Пытаясь противиться соблазну, Тамара просит отца отдать её в монастырь, но и там "преступная дума" и томление не оставляют её. Демон тем временем вполне готов к внутреннему перерождению. Однако всё нарушил "посланник рая, херувим", не понявший того, что совершается с демоном, и оттого "вместо сладостного привета" обрушивший на него "тягостный укор". Его речи вновь возрождают в демоне "старинной ненависти яд".
Но и восторжествовать демону так и не пришлось. Тамара оказывается спасённой. Вот тут мы и сталкиваемся с важнейшей проблемой поэмы: в чём залог спасения? В поэме Лермонтова об этом говорит уносящий душу Тамары ангел.
Спасение, если быть внимательным к словам ангела, определяется не любовью и страданием, но изначальной, превечной, онтологической избранностью души, деяния которой не имеют совершительной силы и влияния на конечную судьбу её. Такая душа, оказывается, имеет вообще особую природу: она соткана из лучшего эфира — и тем как бы возносится над всеми прочими.

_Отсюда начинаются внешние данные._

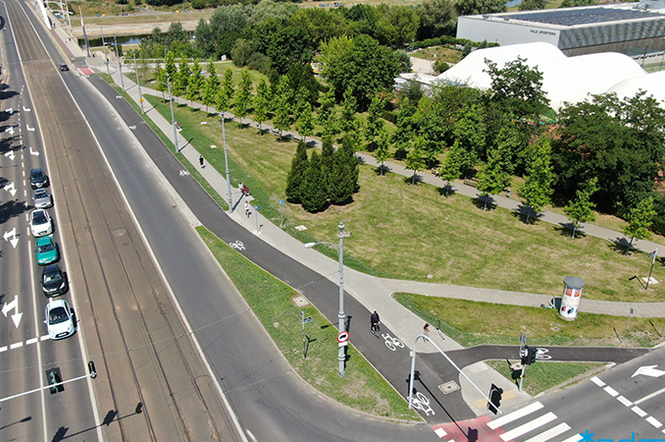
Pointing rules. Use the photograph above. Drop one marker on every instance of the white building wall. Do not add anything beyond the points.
(504, 33)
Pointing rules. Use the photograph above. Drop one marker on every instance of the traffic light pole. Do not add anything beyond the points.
(413, 369)
(93, 374)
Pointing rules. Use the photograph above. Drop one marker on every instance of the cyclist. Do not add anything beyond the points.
(375, 321)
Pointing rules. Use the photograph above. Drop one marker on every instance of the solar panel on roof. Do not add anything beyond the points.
(581, 16)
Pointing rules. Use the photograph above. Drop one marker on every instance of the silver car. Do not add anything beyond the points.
(42, 199)
(40, 223)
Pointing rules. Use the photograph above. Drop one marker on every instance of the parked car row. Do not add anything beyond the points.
(60, 318)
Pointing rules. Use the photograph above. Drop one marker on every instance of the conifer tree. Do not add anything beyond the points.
(294, 178)
(312, 190)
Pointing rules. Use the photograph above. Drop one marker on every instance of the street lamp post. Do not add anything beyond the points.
(226, 159)
(341, 357)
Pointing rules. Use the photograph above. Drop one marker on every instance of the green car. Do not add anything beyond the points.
(46, 250)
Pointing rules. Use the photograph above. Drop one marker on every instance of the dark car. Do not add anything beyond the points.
(54, 281)
(38, 179)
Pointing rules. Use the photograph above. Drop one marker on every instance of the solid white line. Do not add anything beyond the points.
(549, 434)
(529, 426)
(611, 391)
(653, 421)
(624, 401)
(596, 380)
(650, 396)
(515, 415)
(577, 438)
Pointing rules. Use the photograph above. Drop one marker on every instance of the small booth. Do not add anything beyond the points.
(572, 294)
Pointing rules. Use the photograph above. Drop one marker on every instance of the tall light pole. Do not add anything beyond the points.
(340, 316)
(226, 159)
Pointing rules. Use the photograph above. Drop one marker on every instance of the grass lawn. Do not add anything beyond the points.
(543, 376)
(469, 324)
(415, 232)
(362, 388)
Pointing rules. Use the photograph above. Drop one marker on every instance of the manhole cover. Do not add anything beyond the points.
(448, 387)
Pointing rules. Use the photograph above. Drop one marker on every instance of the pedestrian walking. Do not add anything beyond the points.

Ранее уже говорилось, что на становление богоборческого романтизма решающее влияние оказали сотериологические идеи предопределения конечных судеб людских. Нетрудно заметить, что "лермонтовская сотериология" (если можно так назвать его представление о спасении, отраженное в поэме) имеет точки соприкосновения именно с представлением о предопределении, хотя вряд ли сам поэт то сознавал: скорее здесь стихийно и бессознательно сказалось увлечение эстетическими плодами одного из религиозных заблуждений — урок для желающих осмыслить духовно творческий опыт великого поэта. Гений его позволил отчётливо, хоть и невольно, проявить то, что в действиях и идеях многих остается невнятным и туманным.
Поэтому можно принять идею Вл. Соловьёва, указавшего на то, что Лермонтов как мыслитель оказался предшественником, не для всех явным, ницшеанских идей о сверхчеловеке. Подобные сопоставления способны навести на многие любопытные размышления, но они выходят за рамки наших рассуждений.

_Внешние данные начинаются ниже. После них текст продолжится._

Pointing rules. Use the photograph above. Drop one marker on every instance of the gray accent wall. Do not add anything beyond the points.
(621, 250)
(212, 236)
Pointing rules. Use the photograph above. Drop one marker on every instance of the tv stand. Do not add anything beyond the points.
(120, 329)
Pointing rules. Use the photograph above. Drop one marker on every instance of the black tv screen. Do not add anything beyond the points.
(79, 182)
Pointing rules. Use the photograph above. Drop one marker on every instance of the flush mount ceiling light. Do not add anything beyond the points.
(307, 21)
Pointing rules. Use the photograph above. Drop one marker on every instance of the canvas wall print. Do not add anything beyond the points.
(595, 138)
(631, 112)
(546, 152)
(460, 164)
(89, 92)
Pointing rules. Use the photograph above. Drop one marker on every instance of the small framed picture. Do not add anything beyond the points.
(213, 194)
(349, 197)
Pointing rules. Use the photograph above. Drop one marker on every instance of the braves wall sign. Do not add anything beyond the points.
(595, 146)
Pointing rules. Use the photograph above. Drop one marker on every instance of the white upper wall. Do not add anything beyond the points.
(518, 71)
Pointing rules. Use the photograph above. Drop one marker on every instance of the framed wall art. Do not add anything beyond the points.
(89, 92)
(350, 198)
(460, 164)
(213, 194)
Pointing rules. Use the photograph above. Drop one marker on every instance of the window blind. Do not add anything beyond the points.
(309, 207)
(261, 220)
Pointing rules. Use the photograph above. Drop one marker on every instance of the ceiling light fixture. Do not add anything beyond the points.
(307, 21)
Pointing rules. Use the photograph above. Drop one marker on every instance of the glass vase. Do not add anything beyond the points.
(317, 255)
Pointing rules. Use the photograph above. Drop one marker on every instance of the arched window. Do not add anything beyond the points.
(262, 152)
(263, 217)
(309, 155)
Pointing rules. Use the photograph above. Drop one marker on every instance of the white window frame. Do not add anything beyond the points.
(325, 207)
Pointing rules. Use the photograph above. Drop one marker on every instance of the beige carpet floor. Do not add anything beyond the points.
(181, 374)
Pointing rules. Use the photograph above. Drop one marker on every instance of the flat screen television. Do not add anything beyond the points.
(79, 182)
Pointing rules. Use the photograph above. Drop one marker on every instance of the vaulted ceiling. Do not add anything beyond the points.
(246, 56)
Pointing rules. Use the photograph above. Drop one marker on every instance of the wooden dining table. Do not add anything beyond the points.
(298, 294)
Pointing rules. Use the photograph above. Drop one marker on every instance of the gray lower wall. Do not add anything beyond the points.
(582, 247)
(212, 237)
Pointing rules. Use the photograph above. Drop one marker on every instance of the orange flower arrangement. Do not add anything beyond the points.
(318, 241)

Должно лишь заметить, что на уровне низшем, уровне обыденного сознания, все подобные идеи оборачиваются простым выводом: избранным людям всё позволено, в их действиях всё оправдано, их нельзя оценивать по общим критериям, Бог оправдает их независимо ни от чего. (Достоевский опроверг это как "наполеоновскую идею" Раскольникова.)
Уверен ли был в том сам Лермонтов? Кажется, и он колебался. Действиями своими испытывал судьбу. Сомнения же выразил в вершинном создании — в романе "Герой нашего времени" (1838–1840).